Parliament House in Sydney also bought one of his paintings.

==Land rights==
In 1999 Harney won land rights for the Wardaman people over the cattle station at Menngen, formerly Innesvale Station. As of 2024, the Wardaman Aboriginal Corporation, with Bill Harney as the chair, runs Menngen.

==Aboriginal teachings and awards==
Harney is well known as an advocate and ambassador for Aboriginal Australians, and has made several international tours promoting knowledge of Aboriginal Australians. He also appears regularly on TV, radio, and film, often speaking on the subject of Aboriginal astronomy. In 2003 he published, with Hugh Cairns, Dark Sparklers, detailing the astronomy embedded in the Wardaman culture. He has been a finalist several times in the National Aboriginal & Torres Strait Islander Art Award. In August 2009 he featured in a two-man The First Astronomers show with astrophysicist Ray Norris at the Darwin Festival, and in November 2009 he was prominent in the Message Stick episode on Aboriginal astronomy produced by ABC TV.

In 2020, the International Astronomical Union's Working Group for Small Body Nomenclature formally approved the asteroid 1979 MR_{2} as 7630 Yidumduma in honour of his sharing and promotion of traditional Wardaman astronomical knowledge through film, television, and books, including Dark Sparkers and Four Circles.
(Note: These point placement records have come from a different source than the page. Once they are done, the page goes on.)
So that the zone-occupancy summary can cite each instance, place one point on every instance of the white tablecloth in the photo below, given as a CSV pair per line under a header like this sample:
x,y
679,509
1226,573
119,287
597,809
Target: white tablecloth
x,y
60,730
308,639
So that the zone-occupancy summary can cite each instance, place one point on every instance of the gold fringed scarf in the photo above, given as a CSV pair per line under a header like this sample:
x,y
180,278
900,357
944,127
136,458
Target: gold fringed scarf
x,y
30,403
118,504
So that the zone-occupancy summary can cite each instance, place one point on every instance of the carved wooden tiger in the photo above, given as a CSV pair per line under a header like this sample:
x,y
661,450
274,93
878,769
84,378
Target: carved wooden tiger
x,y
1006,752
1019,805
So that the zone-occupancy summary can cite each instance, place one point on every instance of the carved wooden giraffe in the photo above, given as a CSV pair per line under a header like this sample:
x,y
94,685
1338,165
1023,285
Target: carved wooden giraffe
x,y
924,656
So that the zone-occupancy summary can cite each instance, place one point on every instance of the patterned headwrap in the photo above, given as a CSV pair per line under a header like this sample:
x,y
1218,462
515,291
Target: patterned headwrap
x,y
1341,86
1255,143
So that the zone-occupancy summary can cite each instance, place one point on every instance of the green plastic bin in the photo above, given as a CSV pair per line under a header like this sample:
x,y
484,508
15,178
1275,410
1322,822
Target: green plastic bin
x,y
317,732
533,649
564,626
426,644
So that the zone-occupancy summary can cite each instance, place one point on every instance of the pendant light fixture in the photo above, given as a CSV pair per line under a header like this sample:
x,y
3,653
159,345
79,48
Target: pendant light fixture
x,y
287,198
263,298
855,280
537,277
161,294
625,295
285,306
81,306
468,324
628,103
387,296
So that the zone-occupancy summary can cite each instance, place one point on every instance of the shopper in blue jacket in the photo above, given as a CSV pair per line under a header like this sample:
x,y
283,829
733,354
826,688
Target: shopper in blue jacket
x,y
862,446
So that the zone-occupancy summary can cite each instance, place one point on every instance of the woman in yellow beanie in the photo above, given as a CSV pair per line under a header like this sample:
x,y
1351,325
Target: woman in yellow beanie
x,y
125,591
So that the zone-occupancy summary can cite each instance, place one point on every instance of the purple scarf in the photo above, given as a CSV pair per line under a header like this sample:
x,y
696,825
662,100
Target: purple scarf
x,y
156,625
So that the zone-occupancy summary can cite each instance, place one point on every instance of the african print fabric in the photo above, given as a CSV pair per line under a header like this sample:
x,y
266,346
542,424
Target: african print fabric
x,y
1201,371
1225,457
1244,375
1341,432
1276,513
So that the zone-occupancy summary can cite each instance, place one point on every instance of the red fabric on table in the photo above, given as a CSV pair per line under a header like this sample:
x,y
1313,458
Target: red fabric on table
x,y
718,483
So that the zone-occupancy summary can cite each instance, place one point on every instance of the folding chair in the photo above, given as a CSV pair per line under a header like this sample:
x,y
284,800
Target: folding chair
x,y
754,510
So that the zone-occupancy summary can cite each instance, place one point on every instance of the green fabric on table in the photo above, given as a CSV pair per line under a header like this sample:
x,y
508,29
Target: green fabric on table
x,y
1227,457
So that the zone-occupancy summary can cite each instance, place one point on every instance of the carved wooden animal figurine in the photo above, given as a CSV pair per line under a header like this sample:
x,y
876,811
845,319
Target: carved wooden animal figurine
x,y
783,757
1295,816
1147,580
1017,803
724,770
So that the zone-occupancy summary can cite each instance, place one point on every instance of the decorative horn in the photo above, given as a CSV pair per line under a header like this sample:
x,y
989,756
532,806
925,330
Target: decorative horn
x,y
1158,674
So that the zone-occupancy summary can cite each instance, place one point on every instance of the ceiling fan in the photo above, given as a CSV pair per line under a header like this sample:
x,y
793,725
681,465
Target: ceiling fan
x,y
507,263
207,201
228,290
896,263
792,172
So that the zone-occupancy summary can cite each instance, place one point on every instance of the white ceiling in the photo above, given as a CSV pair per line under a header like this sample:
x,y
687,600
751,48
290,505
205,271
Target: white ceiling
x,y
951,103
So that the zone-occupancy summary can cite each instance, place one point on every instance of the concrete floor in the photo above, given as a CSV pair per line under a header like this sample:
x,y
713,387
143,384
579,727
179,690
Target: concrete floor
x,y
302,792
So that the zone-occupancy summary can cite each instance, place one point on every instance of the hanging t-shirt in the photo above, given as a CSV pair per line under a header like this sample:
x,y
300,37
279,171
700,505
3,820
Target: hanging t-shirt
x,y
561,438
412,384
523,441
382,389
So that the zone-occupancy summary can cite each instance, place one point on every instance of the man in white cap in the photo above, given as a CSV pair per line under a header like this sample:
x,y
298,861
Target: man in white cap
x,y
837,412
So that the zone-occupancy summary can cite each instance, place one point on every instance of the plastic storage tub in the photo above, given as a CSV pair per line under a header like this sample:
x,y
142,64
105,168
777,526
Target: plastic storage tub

Harney was appointed a Member of the Order of Australia in the 2026 Australia Day Honours.

==Selected bibliography==
- 1999 - Born Under the Paperbark Tree (with Jan Wositzky) ISBN 1-876622-03-2
- 2003 – Dark Sparklers (with Hugh Cairns) ISBN 0-9750908-0-1

== Oral history interviews ==
Harney was interviewed twice for the Library & Archives NT oral history program:

- Bill Harney Junior, LANT NTRS 226 TS 807 (interviewer Francis Good in September 1987).
- Bill Harney Junior, LANT NTRS 2493 TS 9301 (interviewer Jan Wositsky in July 1993).